REPORTAGE : Addis Ababa Mata Souks

20 photographies - 24 avril 2017

Il est 20h à Addis Abeba, nous sommes le samedi 27 mai 2017, il fait nuit et la saison des pluies prend de l’avance. Ce soir je m’aventure seul dans le quartier de Siddist Kilo, en quête de scènes pour étoffer ce projet. Les ruelles sont sombres et le vieux réseau d’électricité public les éclaire par endroits. De petites échoppes se distinguent et se transforment en oasis de lumière dans la pénombre.
Mon ami éthiopien Dawit se repose, et il en a bien besoin après le rythme intensif de ces dernières semaines. Nous avons passé de nombreuses soirées à explorer les zones populaires de la capitale éthiopienne, à la rencontre de ses habitants. Les échoppes de nuit s’avèrent être un bon contexte pour partager, saisir les habitudes de vie, les rêves des uns et des autres.
J’ai découvert l’Ethiopie il y a un an quasiment jour pour jour. J’y suis aujourd’hui pour la seconde fois, avec en tête un projet photographique plus global sur ce pays fascinant.
Le soir, alors que je marche dans les rues d’Addis Abeba, des échoppes forment de surprenantes compositions devant moi. Elles attirent tout de suite mon regard.
La série « Addis Ababa Mata Souks », littéralement « Les échoppes de nuit d’Addis Abeba », est née.

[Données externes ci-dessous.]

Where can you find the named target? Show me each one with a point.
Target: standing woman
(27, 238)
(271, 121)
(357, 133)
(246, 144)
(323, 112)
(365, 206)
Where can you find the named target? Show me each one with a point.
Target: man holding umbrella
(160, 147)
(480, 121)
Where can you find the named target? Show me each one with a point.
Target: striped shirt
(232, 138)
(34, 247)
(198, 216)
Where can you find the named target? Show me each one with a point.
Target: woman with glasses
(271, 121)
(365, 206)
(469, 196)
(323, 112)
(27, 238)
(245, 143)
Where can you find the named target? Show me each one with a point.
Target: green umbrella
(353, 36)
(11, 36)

Siège de l’Union Africaine, Addis Abeba connait un développement rapide, qui ne profite pas à tout le monde. Les chantiers démesurés de construction surplombent les petites boutiques de rue dans lesquelles les vendeurs tentent d’améliorer leur quotidien. Au même moment, le Sud-Est du pays connait une inquiétante insécurité alimentaire.

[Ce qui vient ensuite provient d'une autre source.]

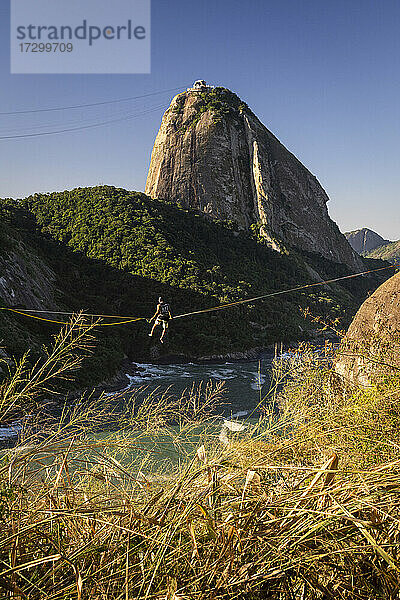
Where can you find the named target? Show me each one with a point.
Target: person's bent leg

En raison de certaines tensions politiques ou ethniques, l’état d’urgence actuel du pays rend les prises de vues dé- licates, notamment hors des sentiers touristiques. En plus des commerçants, il a fallu argumenter et négocier avec la police locale, parfois tendue, ou avec les défoncés au Khat. Dans un souci de discrétion et de rapidité, tous les clichés ont été pris à main levée. Je laissais entrevoir mon appareil le moins possible, juste le temps de l’extraire de l’intérieur de ma veste.
Cette démarche photographique se veut à la fois artistique et documentaire. Les clichés obtenus rassemblent des scènes lumineuses encadrées par l’obscurité. Et en abordant plus d’une cinquantaine d’échoppes, il nous a permis d’échanger avec de nombreuses personnes, et de révéler ici leur existence.